R is for Romeo, and rosemary (and rose) (2.4.173-181)

NURSE            Doth not rosemary and Romeo begin both with a letter?

ROMEO           Ay, Nurse, what of that? Both with an R.

NURSE            Ah, mocker, that’s the dog-name. R is for the—no, I know it begins with some other letter – and she hath the prettiest sententious of it, of you and rosemary, that it would do you good to hear it.

ROMEO           Commend me to thy lady.

NURSE            Ay, a thousand times.

                                                                        [Exit Romeo]

                        Peter!

PETER                        Anon.

NURSE            Before and apace.

                                                            Exit [after Peter] (2.4.173-181)

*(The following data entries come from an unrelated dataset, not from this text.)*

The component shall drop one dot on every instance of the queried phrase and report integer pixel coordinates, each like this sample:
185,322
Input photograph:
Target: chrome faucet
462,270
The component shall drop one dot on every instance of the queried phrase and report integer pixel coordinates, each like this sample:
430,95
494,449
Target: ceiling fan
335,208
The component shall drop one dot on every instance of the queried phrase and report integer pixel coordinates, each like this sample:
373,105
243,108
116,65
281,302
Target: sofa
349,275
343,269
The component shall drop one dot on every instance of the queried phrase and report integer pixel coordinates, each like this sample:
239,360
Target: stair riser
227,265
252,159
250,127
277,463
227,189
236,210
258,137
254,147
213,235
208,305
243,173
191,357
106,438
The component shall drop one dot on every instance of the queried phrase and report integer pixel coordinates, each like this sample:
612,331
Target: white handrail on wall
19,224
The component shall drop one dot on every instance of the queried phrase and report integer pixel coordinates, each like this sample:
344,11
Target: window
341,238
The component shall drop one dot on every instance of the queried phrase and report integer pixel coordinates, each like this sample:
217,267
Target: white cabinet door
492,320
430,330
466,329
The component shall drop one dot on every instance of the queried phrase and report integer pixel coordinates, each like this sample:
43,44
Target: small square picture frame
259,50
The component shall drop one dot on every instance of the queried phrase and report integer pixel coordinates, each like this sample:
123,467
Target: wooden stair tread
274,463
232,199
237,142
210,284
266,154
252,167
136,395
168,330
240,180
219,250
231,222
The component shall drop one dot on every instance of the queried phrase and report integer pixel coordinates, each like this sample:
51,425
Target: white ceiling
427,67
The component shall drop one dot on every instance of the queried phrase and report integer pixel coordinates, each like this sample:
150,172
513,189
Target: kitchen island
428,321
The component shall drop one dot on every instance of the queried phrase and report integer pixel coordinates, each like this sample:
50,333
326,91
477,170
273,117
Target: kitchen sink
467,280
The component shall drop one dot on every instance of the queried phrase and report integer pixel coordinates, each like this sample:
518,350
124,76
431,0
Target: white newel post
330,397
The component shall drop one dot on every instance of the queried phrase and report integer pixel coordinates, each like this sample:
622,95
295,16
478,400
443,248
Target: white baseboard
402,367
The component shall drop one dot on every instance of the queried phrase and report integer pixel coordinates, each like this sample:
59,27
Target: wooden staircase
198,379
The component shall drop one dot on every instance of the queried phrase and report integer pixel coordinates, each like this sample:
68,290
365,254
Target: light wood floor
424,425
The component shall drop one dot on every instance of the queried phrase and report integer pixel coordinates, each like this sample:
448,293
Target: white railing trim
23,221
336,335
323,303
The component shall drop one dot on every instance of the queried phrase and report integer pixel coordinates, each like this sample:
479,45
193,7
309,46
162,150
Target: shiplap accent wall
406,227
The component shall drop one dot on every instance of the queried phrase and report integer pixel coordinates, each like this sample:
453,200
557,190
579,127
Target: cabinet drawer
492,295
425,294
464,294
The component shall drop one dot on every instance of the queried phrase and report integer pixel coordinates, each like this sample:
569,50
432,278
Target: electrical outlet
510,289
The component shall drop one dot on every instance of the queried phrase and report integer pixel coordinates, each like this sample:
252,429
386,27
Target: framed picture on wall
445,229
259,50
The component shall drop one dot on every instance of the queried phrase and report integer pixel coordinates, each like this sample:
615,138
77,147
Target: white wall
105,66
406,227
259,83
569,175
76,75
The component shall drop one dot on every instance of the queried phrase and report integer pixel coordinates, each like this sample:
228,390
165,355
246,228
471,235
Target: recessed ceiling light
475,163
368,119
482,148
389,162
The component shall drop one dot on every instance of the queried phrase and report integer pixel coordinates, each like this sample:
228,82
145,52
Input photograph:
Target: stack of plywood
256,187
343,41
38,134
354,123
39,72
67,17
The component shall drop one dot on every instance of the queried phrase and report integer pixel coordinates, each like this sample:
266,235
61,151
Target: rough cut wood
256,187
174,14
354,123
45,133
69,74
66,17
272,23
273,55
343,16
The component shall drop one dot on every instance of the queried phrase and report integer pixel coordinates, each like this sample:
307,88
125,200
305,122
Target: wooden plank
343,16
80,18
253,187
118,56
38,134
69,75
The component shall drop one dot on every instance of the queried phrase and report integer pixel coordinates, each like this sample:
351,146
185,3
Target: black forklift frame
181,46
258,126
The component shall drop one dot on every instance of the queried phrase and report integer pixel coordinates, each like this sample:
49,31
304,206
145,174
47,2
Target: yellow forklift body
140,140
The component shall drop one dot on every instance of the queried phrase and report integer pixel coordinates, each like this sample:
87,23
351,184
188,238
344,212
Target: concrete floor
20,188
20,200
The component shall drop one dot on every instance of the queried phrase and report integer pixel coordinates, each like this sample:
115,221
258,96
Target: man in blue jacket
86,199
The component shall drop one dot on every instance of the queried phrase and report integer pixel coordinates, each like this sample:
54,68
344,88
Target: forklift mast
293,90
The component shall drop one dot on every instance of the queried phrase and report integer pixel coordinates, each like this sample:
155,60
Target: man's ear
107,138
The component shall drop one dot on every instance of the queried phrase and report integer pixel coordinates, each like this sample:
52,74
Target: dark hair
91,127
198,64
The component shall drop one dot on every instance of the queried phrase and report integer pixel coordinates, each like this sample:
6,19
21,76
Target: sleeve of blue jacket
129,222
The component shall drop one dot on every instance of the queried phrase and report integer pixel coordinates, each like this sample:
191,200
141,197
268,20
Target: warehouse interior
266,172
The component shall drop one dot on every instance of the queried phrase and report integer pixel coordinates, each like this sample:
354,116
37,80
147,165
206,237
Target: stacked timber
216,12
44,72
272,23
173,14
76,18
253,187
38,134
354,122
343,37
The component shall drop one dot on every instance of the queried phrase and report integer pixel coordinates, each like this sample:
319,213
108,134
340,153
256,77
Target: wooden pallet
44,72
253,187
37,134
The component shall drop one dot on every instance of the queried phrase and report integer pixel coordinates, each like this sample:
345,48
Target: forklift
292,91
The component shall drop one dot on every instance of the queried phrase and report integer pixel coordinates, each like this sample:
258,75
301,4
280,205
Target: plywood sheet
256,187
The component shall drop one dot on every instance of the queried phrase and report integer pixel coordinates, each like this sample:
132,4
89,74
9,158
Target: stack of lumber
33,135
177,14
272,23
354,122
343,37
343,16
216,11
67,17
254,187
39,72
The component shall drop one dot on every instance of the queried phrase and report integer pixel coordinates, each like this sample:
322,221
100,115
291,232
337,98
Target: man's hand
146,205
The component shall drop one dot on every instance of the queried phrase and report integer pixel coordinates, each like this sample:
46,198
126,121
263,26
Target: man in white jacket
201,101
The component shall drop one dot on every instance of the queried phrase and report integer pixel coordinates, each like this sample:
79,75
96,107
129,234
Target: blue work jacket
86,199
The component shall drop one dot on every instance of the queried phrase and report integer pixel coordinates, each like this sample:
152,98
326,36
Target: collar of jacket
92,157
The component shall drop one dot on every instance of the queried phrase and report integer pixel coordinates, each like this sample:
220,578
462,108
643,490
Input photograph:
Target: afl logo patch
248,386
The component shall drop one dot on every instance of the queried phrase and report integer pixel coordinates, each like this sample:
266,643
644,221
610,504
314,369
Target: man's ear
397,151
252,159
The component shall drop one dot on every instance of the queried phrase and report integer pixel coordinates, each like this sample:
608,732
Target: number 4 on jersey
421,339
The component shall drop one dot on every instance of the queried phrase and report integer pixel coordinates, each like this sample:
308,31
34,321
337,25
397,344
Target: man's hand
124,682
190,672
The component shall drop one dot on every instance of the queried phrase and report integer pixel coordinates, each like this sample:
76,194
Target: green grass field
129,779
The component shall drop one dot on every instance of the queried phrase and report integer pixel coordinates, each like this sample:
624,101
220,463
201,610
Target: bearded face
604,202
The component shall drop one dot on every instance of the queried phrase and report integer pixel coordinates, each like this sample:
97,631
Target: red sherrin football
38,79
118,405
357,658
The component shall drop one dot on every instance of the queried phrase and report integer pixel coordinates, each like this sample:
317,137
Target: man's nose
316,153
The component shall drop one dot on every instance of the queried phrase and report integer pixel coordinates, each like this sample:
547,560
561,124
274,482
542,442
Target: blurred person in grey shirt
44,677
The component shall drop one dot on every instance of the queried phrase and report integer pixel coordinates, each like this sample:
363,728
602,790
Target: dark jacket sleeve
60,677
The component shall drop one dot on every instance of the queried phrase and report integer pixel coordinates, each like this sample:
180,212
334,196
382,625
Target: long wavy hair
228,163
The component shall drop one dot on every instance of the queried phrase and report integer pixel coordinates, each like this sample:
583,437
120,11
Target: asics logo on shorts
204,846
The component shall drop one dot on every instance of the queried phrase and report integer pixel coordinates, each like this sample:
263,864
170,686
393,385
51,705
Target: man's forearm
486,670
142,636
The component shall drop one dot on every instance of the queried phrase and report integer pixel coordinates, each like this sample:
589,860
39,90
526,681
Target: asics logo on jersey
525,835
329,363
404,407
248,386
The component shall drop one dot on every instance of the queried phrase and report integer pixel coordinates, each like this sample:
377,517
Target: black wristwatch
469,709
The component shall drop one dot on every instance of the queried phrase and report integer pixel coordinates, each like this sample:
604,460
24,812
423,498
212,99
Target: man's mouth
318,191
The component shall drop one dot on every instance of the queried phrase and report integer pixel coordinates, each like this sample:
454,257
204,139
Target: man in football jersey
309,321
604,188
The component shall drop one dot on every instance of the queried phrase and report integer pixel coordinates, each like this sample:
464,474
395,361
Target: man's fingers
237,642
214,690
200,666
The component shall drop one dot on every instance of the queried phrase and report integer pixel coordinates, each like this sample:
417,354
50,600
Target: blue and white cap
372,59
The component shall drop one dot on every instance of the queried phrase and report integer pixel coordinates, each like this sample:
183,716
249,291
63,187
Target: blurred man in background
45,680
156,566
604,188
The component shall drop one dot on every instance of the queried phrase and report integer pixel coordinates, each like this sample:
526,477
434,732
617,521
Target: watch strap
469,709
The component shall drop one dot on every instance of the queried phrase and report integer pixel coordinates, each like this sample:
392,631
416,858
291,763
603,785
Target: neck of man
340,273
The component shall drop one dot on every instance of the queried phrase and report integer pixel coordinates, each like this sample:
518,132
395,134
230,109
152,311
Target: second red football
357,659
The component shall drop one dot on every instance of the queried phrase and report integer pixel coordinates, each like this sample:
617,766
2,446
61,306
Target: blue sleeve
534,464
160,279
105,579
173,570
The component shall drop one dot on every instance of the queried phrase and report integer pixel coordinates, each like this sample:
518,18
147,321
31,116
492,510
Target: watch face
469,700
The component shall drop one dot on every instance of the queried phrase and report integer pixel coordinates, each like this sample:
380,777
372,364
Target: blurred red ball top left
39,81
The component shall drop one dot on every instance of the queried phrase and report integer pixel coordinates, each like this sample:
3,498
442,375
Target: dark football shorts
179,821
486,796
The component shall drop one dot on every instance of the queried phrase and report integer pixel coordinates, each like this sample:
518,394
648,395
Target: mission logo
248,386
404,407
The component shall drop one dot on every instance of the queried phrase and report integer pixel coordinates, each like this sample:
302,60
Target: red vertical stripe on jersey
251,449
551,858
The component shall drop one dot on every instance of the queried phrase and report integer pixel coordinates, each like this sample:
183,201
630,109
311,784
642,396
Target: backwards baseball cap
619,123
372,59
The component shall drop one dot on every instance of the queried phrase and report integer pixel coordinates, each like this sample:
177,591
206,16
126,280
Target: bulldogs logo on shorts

Easily cut, or at least trimmed, again. But what strikes me here – as with what I think is the evocation of Juliet comparing Paris with a toad and possibly making vomit noises at the thought of any kind of physical contact with him – is that this is all about Juliet and what she’s been doing since the end of the balcony scene. The dog-name or dog-letter, is rrrrrr, the sound of a growling dog, and rrrrr of course sounds a bit like arse – but that rather tired wordplay alerts us to other ways in which words can be played with, as Juliet has been doing. She’s been playing with names– with Romeo’s name, still – and perhaps even composing mottoes or poems. And while rosemary is appropriate, straightforwardly and ironically, in its associations with both weddings and funerals, we know that the Nurse characteristically gets things slightly wrong – so is it, in fact, that Juliet is still thinking about Romeo and roses and what’s in a name? (Or – potentially more troubling thought – was the Nurse listening in to the balcony scene? that which we call a rose by any other word would smell as sweet is certainly sententious, or a sentence, an aphorism. And although the suggestion that she will commend Romeo to Juliet a thousand times is both characteristic of her garrulity and idiomatically conventional, it also echoes Juliet’s a thousand times good night in the balcony scene.) As she’s entered the scene, so the Nurse leaves it, with as much dignity as she can muster – Peter going before her – but also apace, at speed. (Although – setting up the next scene – nowhere near fast enough.)